Abstract

ABSTRACT:

With the advent of the COVID-19 pandemic, high mortality rates brought to the forefront the importance not only of the gestures performed and practices implemented on and about the deceased, but also, most importantly, of the entire sequence of funeral operations involved. The intensification of the work needed to take care of bodies in their biological component, from a technical point of view, generated uncertainties on the possibility to also adequately take care of the social components relating to families and loved ones. This raises questions about the factors influencing the experience of grief in these circumstances, and the extent to which funerary practices determine the nature and characteristics of grief work. Based on two anthropological research projects conducted in France and Switzerland in the mortuary and funeral realms, as well as with bereaved persons over the first eighteen months of the pandemic, this article aims at answering these questions.

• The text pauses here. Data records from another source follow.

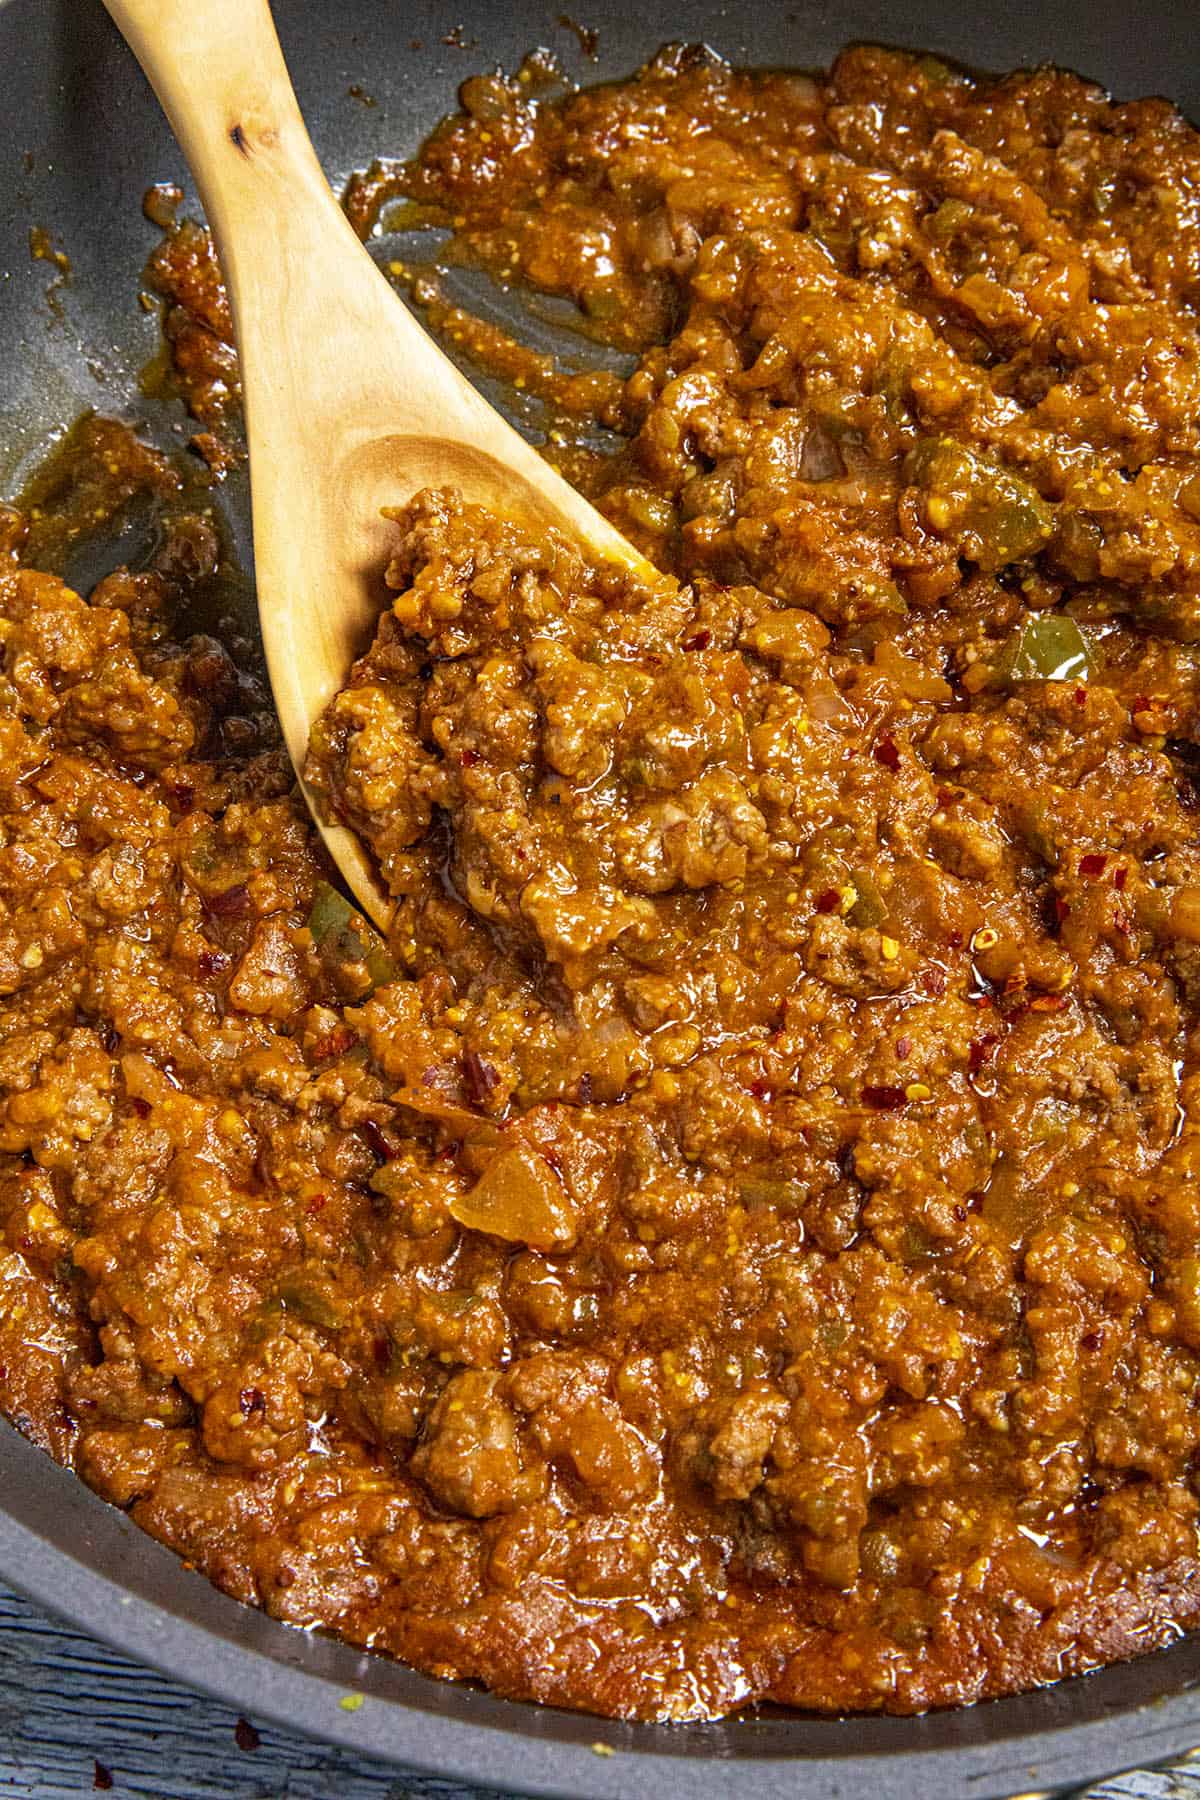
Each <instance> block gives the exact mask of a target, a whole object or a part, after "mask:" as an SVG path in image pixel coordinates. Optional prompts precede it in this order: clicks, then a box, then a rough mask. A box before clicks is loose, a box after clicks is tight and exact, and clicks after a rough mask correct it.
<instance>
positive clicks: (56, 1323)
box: [0, 49, 1200, 1719]
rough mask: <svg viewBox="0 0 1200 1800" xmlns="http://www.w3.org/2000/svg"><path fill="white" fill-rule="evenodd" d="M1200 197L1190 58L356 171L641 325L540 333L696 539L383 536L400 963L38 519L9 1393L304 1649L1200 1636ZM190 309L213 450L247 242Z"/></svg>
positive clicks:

It argues that grief trajectories are strongly impacted by the way in which bodies were treated, as well as by whether the funeral was felt to have been conducted in a satisfactory manner. It also sheds new light on a series of factors pertaining to the temporality of the processes involved: dying circumstances; attitudes towards restrictions throughout the entire process of caring for the body, and not merely at the funeral; the period in the pandemic during which a death occurred, i.e., during or between “waves.” In so doing, the article broadens the ways in which we think about temporality and death.